Archive for October, 2014

UNMEER vs. US National Guard?

October 19, 2014

In view of events in West Africa, I will depart from our usual subject – the bureaucratic disaster of ObamaCare – and instead focus on Ebola and how to fight it.  This past week has been a blur with the U.S. muddying the waters by letting its secondary domestic infections become “The Big Story” – upstaging the true tragedy in West Africa.

It’s not so much that I favor a travel ban, it’s just that I feel strongly that CDC must quickly control the message and stay on point, rather than playing Keystone Kops on the world stage and blaming nurses and false protocols for secondary U.S. cases.  If they can control new cases with their illusory temperature scans (that have about a 15% chance of finding infected patients) – fine; with Ouija boards –  fine; with a travel ban – fine.  One way or another, the U.S. needs to get off center stage so that the World can focus on West Africa and what is needed to be done there.  That is the only place that Ebola can be defeated.

This week, I heard a voice that seem to strike just the right tone between desperation and hope – Anthony Banbury, the head of the United Nations Mission for Emergency Ebola Response – UNMEER.  Unfortunately, I heard only a short video clip such as that used by our media.   As I read more about this little publicized organization, I discovered that it has been effectively in charge of coordinating the international Ebola effort in Liberia, Guinea, and Sierra Leone since September 19 of this year.  Also, that it is the very first UN emergency medical mission to ever be commissioned to combat a specific disease, which says something about the depth of this crisis.  UNMEER appears to have what our National Guard and Army do not have – a working relationship with the Governments involved – intimate knowledge of the situation on the ground – effective logistical support for the not-for-profits like Doctors Without Borders, which are doing a lot of the heavy lifting, and, most importantly, … a plan!

In his October 14, report to the Security Council, Banbury proposed a number of specific goals and targets to be reached by December 1, 2014 – adding 3000 hospital beds – adding 15 new labs each capable of analyzing bloodwork from 100 patients per day – increasing the payment to burial details, and increasing their numbers tenfold – maximizing utilization of resources using computers etc. etc.   You can see Mr. Banbury’s complete report to the Security Council here  –

http://webtv.un.org/watch/anthony-banbury-unmeer-peace-and-security-in-africa-ebola-security-council-7279th-meeting/3839430385001

Unlike our sorry bureaucracy, which never wants to set short term goals that it might fail to meet, UNMEER understands that if they don’t get a handle on Ebola in the short term, and inspire further support, the resulting spike in cases, and demoralization of the West African populace at the end of this year could truly cause this epidemic to spiral out of control.  I think both the specificity and the urgency of Mr. Banbury’s presentation are something that resonate with Americans and make us want to say “Let’s solve this problem!  We can do this!”  If our Administration had a brain in their heads, they would latch on to the work being done by UNMEER and start writing some checks, and promote any successes as their own.

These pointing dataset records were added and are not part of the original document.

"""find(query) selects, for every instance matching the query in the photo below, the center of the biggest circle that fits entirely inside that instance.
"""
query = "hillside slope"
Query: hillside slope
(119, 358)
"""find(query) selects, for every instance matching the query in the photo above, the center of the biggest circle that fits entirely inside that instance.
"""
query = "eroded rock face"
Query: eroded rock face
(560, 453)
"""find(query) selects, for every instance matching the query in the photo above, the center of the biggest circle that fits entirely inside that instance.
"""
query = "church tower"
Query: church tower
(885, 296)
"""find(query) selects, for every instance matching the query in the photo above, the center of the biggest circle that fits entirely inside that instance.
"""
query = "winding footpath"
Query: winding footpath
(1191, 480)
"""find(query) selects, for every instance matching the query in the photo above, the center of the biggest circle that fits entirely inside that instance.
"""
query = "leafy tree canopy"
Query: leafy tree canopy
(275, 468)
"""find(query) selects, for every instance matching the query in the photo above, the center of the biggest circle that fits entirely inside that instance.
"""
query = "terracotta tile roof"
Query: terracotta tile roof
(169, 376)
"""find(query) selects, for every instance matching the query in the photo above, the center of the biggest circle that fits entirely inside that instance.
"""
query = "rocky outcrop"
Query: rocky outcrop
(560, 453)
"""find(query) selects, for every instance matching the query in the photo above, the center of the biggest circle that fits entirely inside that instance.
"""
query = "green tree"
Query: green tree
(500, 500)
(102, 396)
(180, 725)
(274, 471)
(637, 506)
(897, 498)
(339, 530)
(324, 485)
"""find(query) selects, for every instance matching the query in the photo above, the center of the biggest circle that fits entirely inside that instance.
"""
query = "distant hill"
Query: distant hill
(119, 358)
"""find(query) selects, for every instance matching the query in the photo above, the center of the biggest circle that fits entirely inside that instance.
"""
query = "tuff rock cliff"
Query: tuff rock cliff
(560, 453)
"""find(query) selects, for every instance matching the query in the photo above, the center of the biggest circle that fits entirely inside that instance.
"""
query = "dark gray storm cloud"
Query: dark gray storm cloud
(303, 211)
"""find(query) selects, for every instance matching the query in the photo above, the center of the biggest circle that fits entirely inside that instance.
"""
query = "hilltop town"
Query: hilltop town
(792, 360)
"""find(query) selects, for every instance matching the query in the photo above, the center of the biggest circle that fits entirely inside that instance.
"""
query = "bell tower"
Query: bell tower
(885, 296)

It does seem that CDC is aware of UNMEER since they have had representatives at recent UNMEER meetings.  The same is true of the International Monetary Fund.  But everyone seems to be just sitting on their money and waiting.  For what?  An additional 4000 dead?

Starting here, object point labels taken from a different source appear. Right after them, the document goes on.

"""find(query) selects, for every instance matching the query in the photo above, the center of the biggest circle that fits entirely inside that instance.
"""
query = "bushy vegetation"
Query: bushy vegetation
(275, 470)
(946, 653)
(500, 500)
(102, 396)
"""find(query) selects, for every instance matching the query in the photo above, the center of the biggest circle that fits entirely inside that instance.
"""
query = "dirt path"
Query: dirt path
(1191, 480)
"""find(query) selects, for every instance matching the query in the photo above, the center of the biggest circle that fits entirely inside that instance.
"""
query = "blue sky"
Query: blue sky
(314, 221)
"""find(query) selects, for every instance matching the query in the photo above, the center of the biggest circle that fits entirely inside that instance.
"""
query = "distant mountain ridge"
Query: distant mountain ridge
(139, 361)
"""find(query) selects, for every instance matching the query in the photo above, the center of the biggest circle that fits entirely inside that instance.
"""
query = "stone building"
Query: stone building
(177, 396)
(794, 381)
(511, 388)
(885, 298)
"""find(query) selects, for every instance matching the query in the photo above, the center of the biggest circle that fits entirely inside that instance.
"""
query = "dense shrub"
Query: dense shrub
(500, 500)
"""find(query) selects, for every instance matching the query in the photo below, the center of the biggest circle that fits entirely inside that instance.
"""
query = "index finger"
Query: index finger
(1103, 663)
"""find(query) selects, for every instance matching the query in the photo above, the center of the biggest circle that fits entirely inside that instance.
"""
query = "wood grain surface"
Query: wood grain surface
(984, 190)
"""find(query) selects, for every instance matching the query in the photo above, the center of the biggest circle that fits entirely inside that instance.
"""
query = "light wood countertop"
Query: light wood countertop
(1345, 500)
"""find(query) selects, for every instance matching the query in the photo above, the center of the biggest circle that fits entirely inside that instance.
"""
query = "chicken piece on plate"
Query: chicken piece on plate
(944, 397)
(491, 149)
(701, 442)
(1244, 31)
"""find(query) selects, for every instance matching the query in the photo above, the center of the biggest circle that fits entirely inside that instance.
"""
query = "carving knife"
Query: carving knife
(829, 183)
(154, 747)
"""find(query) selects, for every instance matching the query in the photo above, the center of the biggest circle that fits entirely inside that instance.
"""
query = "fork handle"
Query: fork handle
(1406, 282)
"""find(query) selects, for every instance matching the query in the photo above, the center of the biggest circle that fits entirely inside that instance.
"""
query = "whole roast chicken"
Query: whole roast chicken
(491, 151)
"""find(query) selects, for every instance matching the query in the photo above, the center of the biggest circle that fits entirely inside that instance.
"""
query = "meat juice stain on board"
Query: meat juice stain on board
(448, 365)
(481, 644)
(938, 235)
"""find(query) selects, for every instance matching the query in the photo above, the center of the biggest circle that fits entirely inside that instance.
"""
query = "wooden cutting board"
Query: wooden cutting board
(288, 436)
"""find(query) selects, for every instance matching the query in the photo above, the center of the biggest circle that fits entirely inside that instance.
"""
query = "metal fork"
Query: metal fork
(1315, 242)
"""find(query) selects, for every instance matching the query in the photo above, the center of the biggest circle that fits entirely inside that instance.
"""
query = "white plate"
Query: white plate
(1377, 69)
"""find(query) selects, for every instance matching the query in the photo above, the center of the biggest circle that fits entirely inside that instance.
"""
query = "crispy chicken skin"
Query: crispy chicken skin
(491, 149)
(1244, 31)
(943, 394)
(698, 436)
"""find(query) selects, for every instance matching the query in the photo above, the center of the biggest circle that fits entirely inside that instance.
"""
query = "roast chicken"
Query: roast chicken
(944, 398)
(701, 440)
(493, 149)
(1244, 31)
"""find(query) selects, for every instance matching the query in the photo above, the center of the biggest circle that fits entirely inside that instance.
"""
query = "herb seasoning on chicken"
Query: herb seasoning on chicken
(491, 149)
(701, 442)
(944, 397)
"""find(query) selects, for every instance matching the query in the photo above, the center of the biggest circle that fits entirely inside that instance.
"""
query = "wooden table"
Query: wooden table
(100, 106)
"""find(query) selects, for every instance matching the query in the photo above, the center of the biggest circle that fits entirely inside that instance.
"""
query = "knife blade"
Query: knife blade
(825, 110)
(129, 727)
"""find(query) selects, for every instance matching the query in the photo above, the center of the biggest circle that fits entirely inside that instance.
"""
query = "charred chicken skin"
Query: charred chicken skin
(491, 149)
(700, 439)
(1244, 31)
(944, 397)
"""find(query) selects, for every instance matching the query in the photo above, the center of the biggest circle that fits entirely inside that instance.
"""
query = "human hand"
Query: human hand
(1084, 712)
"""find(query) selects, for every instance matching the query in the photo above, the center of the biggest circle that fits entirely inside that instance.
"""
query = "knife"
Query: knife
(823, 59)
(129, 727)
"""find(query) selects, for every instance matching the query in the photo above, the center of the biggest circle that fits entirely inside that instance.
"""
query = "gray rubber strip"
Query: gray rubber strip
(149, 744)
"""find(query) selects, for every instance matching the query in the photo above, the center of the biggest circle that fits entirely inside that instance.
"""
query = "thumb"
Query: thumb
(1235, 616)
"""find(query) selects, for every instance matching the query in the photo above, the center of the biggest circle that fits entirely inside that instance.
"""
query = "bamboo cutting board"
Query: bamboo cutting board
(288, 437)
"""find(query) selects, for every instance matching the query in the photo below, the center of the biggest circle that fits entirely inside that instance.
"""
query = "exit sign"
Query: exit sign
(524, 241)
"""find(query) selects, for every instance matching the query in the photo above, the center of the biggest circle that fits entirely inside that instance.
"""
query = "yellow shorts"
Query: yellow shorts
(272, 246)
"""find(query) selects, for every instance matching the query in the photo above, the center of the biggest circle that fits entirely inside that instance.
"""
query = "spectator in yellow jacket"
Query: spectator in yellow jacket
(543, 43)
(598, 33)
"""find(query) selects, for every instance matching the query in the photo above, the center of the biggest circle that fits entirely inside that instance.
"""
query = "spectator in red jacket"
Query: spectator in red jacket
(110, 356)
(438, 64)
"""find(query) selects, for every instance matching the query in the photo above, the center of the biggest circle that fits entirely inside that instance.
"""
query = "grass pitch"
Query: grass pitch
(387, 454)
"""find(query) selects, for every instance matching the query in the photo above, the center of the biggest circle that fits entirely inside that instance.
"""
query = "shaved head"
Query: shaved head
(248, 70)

Unfortunately, in return for its money, I foresee the U.S. will want a new bureaucracy under its control that will duplicate much of what is already in place, and I foresee that if not carefully coordinated,  President Obama’s promised military operations could actually impede efforts by UN aid workers and the local governments.  I sincerely hope that the U.S. will not just insert itself haphazardly into the mix, but will work in the background to assist what is already being done.  The Ebola epidemic in West Africa is certainly the place where we ought to “Lead from behind,” at least until we prove we can stop tripping over our own feet.